Le roi d'août
reconnaissant en l'autre un adversaire de poids, pontife et monarque s'observaient.
Dans la question politique, le pape parut nettement l'emporter : la plus grande partie du haut clergé impérial, qui pesait fortement dans le choix du souverain, se rallia à son candidat, lequel fut élu à une majorité confortable. Il n'osa cependant pas aller chercher sa couronne à Rome, car son rival Philippe de Souabe, excommunié mais soutenu par la France, n'abandonnait pas la lutte. Empereur de facto sur l'essentiel du territoire concerné, Otton n'en possédait donc pas le titre officiel. Le Capétien, à dire vrai, n'était pas mécontent du résultat, car sous la défaite partielle de son allié se cachait une demi-victoire pour lui : tant qu'il y aurait lutte au sein de l'Empire, le neveu de Richard ne se séparerait d'aucun soldat pour soutenir son oncle.

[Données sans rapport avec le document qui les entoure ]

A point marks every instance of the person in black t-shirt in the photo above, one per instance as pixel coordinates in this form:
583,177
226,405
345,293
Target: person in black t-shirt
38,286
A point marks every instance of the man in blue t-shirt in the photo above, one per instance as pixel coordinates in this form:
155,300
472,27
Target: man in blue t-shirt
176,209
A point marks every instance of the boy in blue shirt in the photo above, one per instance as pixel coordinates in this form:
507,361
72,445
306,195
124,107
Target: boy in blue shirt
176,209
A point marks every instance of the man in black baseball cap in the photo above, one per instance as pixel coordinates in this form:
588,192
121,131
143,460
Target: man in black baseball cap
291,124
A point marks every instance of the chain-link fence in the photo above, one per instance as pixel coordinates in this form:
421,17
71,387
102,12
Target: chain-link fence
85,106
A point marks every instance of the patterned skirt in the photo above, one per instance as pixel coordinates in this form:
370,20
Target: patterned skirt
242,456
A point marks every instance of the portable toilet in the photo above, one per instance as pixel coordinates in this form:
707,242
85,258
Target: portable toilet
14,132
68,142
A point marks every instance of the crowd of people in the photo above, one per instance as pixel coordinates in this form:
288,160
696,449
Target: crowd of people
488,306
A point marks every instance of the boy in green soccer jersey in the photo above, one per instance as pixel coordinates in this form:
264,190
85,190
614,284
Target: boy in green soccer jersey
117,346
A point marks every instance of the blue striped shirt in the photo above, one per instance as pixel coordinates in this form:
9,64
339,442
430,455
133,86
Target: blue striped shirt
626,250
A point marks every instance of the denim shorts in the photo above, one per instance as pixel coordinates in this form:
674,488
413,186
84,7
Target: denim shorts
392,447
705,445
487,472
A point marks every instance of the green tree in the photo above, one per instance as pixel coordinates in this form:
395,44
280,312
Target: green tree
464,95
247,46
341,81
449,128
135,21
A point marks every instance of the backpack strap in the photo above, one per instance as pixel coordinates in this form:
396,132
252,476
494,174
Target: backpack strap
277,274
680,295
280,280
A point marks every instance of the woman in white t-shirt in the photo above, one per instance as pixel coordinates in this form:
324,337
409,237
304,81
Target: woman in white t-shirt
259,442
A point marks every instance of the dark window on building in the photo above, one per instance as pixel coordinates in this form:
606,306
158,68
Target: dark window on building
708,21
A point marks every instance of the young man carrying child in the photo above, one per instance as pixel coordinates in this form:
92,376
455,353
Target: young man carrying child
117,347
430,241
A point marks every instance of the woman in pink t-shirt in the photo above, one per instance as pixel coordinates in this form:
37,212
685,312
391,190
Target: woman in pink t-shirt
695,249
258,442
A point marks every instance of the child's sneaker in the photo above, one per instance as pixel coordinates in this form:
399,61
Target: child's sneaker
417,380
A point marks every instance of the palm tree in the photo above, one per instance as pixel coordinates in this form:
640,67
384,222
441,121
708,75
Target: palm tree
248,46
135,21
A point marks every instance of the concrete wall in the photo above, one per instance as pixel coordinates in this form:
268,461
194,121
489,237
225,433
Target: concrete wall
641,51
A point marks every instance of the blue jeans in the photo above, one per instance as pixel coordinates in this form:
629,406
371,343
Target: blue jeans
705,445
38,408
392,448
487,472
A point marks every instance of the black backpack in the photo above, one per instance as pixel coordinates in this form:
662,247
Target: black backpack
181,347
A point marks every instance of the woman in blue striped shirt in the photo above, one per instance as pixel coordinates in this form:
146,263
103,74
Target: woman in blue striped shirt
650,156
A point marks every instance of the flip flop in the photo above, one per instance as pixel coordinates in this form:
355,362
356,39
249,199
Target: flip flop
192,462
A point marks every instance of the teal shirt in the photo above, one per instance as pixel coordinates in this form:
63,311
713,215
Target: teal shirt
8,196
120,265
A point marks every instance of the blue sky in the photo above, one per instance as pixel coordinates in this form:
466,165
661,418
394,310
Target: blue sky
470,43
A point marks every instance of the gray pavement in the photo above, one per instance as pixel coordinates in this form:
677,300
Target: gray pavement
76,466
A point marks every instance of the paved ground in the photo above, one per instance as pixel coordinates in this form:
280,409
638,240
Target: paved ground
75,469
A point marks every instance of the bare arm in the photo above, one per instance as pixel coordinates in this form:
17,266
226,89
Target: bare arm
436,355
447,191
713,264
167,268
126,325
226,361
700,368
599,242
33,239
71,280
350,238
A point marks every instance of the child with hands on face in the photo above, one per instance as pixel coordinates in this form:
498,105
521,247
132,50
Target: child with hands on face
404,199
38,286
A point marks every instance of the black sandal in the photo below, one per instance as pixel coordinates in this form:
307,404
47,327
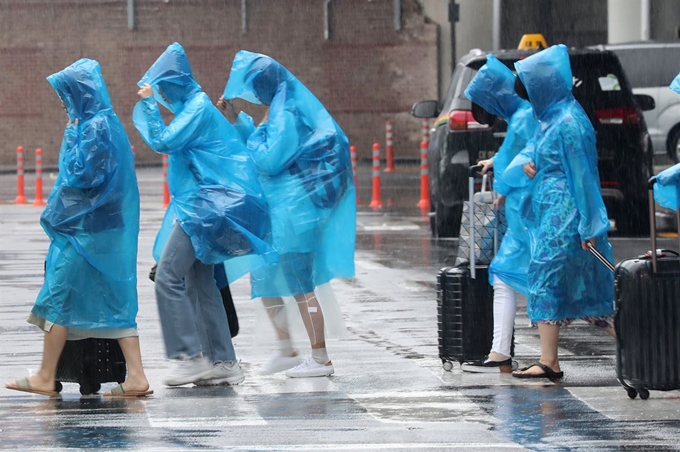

Dans la question religieuse, c'était en somme l'inverse : le roi, fidèle à sa ligne de conduite, laissait dire le pape et n'en faisait qu'à sa tête, apparemment en toute impunité – mais la patience d'Innocent approchait de ses limites.
Sa lutte contre Richard occupait toutefois l'essentiel des forces de Philippe, et ce d'autant plus qu'il volait d'échec en désastre. En l'an 1198 de l'Incarnation du Seigneur, le troisième jour de septembre finissant, la défaite et l'humiliation atteignirent leur apogée.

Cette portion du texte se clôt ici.